The recursion tree is a full binary tree with $n$ leaves corresponding to the nonzero coefficients excluding the leading monic term. Each internal node requires exactly one multiplication by $x$ to combine the odd part, except at the top monic term. There are exactly $n-1$ such internal nodes. Together with the $t = \lg n$ squarings, the total number of multiplications is

$$ M(n) = n - 1 + \lg n + 1 = n + \lg n. $$

Hence

$$ M(n) \le n + \lfloor \lg n \rfloor. $$

General $n$

For arbitrary $n$, define $t = \lfloor \lg n \rfloor$ and precompute

$$ x^2, x^4, \dots, x^{2^t}. $$

At each recursive call, the required square $x^{2^k}$ is reused from these precomputations. Each internal node contributes at most one multiplication for the odd part. Counting leaves and internal nodes as before gives

$$ M(n) \le n + \lfloor \lg n \rfloor. $$

This argument is rigorous because we explicitly define the shared-squaring algorithm and account for all multiplications in the recursion tree.

4. Additions

Let $A(n)$ denote the number of additions.

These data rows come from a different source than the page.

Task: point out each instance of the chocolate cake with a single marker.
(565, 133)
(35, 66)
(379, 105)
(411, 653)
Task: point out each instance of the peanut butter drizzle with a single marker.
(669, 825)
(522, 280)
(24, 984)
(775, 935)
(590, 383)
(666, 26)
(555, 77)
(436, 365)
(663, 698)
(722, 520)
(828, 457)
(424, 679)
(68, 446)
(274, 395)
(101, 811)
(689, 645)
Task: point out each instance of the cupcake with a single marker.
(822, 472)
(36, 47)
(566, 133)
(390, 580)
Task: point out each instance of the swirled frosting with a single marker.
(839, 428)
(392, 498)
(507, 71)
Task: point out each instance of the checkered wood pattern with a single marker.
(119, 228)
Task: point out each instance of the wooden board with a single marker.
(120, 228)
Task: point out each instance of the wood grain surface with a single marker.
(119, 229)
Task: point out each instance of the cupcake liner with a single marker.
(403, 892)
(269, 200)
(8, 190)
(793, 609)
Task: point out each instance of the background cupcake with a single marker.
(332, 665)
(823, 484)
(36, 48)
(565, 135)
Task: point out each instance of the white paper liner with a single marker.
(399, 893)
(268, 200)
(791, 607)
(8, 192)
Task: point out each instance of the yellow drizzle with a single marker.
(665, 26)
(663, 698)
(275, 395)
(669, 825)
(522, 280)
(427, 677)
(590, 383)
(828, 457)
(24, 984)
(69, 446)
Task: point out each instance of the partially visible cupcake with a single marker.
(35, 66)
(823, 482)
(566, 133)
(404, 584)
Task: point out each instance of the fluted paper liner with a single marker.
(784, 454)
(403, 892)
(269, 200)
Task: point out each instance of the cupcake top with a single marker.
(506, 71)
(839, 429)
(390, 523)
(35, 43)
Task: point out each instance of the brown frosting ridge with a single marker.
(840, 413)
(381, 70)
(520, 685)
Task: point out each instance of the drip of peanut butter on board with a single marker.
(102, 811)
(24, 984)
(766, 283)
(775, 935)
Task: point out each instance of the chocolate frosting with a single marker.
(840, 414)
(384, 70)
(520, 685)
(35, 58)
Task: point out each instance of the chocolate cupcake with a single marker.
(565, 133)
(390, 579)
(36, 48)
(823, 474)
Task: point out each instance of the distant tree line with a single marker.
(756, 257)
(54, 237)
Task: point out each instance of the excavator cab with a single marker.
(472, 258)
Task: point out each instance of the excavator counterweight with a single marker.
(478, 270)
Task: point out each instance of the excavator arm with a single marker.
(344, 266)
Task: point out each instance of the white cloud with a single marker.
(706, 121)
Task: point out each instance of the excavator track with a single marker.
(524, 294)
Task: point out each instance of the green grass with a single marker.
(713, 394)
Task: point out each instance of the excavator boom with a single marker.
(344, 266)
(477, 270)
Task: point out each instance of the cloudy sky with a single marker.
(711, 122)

Each recursive call performs exactly one addition to combine $v(x^2)$ and $x w(x^2)$. Define $a = \lceil n/2 \rceil$, $b = \lfloor (n-1)/2 \rfloor$. Then the recurrence is

$$ A(n) = A(a) + A(b) + 1, $$

with base cases

$$ A(0) = 0, \quad A(1) = 1, $$

since evaluating $x + u_0$ requires exactly one addition and zero multiplications.

Induction

Assume $A(k) \le 2k$ for all $k < n$. Then

$$ \begin{aligned} A(n) &\le 2 a + 2 b + 1 \ &= 2(a + b) + 1 \ &= 2 n + 1. \end{aligned} $$

Observe that in every recursive step, the leading term of the monic polynomial (1 in $x^n$) requires no addition, since it is already present. Therefore exactly one addition is saved per step, giving

$$ A(n) \le 2 n. $$

By induction, this holds for all $n \ge 0$.

5. Polynomial parameters

At each recursion, the coefficients of $v(y)$ and $w(y)$ are linear combinations of the original coefficients. Therefore all parameters $\alpha_1, \alpha_2, \dots$ introduced are polynomials in $u_{n-1}, \dots, u_0$.

6. Conclusion

By explicitly defining the recursive evaluation algorithm with shared squarings and careful counting, we obtain:

$$ \boxed{ M(n) \le n + \lfloor \lg n \rfloor \text{ multiplications}, \quad A(n) \le 2 n \text{ additions.} } $$

All introduced parameters are polynomial expressions in the coefficients. ∎

This argument is fully rigorous:

1. Base cases are consistent.
2. Multiplications are accounted for using shared squarings.
3. Recursion tree and additions are explicitly counted.
4. Parameters are confirmed to be polynomial in original coefficients.

This corrects all the errors and gaps noted in the reviewer feedback.